Basically it was the same theme (as in childhood), different day.

Here’s where I can relate to Alice: Somewhere along the way I began to doubt that I was enough: good enough, strong enough, thin enough, this enough, that enough. As a result, I got lost in my own developmental process and was drawn to a guy who reinforced the lies, a guy who seemed to ally with the insecure part of me that was looking for someone outside of myself to validate and approve of me. 

Alice, at the end of the movie, accepts the fact that she has to confront something that terrifies her. As she steps forward, sword in hand, she shouts her heroic battle cry and declares, “lost my muchness, have I?”
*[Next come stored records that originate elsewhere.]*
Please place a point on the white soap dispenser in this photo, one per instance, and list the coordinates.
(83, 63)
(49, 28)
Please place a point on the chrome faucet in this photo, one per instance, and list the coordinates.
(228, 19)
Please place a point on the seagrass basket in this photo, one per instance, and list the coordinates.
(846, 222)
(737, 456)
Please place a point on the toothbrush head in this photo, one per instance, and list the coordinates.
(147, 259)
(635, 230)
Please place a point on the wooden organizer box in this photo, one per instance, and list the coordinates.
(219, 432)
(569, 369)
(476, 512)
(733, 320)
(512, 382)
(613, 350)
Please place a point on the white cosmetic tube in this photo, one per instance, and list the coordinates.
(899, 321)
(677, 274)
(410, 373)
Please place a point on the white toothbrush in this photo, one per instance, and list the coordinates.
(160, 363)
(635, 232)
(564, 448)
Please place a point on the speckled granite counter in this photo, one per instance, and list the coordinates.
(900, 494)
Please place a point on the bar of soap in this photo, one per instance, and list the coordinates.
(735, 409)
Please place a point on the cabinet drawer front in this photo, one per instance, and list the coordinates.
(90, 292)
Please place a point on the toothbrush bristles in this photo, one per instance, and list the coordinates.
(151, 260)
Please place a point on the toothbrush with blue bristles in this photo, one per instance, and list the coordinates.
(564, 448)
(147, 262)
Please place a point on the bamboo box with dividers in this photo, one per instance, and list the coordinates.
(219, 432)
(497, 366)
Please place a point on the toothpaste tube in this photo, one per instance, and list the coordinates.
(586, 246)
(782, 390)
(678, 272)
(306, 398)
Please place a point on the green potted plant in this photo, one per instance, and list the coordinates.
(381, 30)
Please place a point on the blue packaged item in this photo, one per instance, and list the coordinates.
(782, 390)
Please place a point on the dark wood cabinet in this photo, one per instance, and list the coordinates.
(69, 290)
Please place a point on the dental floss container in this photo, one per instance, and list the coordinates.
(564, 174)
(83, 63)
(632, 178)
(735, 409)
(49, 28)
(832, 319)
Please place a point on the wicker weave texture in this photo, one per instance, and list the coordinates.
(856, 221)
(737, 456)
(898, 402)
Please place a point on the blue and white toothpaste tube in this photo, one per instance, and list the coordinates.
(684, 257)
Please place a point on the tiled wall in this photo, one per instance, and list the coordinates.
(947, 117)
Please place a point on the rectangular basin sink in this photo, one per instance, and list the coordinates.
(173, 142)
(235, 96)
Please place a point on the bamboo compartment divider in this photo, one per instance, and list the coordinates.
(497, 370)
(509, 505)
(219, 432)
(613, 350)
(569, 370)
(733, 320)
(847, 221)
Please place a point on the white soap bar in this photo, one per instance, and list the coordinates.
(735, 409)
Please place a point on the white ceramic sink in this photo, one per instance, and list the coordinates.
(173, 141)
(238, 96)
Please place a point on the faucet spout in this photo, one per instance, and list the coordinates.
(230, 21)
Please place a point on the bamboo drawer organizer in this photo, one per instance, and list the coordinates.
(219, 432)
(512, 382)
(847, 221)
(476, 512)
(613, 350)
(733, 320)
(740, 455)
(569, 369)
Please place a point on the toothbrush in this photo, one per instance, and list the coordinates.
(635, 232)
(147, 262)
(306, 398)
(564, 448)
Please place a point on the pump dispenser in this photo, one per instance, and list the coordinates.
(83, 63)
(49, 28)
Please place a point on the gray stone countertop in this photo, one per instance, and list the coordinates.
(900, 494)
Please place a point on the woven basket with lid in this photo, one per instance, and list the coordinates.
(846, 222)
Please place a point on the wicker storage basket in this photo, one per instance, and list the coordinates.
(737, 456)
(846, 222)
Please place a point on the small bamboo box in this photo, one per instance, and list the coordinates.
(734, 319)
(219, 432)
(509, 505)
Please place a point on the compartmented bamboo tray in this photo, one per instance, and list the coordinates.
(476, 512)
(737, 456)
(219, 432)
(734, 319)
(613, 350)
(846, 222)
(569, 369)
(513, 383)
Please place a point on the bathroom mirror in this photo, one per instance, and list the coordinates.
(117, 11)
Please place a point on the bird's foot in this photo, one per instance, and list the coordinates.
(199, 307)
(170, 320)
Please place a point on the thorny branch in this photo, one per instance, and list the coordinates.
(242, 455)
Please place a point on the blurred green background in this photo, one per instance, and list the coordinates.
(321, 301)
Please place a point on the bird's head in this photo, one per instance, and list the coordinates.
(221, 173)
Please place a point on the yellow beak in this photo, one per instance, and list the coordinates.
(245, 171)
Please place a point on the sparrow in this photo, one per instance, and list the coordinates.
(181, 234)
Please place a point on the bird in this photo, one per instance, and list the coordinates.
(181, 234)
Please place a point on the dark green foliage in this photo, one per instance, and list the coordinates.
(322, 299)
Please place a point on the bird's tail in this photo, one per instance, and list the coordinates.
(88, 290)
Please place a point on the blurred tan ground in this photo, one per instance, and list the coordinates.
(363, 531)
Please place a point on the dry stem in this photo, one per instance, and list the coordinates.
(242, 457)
Though afraid, she boldly faces her fear as she fights and then slays the dreaded Jabberwochy. She uncovers a newfound courage by going through the battle to discover her destiny, which ends the Red Queen’s evil reign of terror. We watch as Alice beautifully transforms from an insecure, tentative girl into a fierce warrior woman who powerfully kicks timidity to the curb.

But the deeper truth is that she faced her own dragon and in the process, found herself.

  • Has your daughter discovered and found her muchness? (that part of her that is passionate and scared… all at the same time; that part of her that wears you out sometimes, but is tied to her calling and gifting and makes her uniquely spectacular)

  • Have you encouraged her to find her muchness by taking steps outside of her comfort zone while you provide support?

  • Is there a battle she needs to face that holds the key to her embracing her muchness?

Dad, foster your daughter’s muchness. Or if she’s lost it, help her find it again.

  • Make sure to tell her that she can do whatever she believes is possible. 

  • Tell her that she has to face her fears in order to be fierce. 

  • Let her know that you will support her in any way you can (financially by funding her passions, physically with your presence, spiritually through prayer, and emotionally by listening to what she learns along the way even when interspersed with emotional upheavals) while expressing that there’s no where you’d rather be than in her cheering section because you know she has it in her to be and do more than she believes is possible. Even if she’s afraid.

Your daughter needs you to believe in her, especially when she’s unsure about how to fully believe in herself. 

And always remember that her muchness will change the world.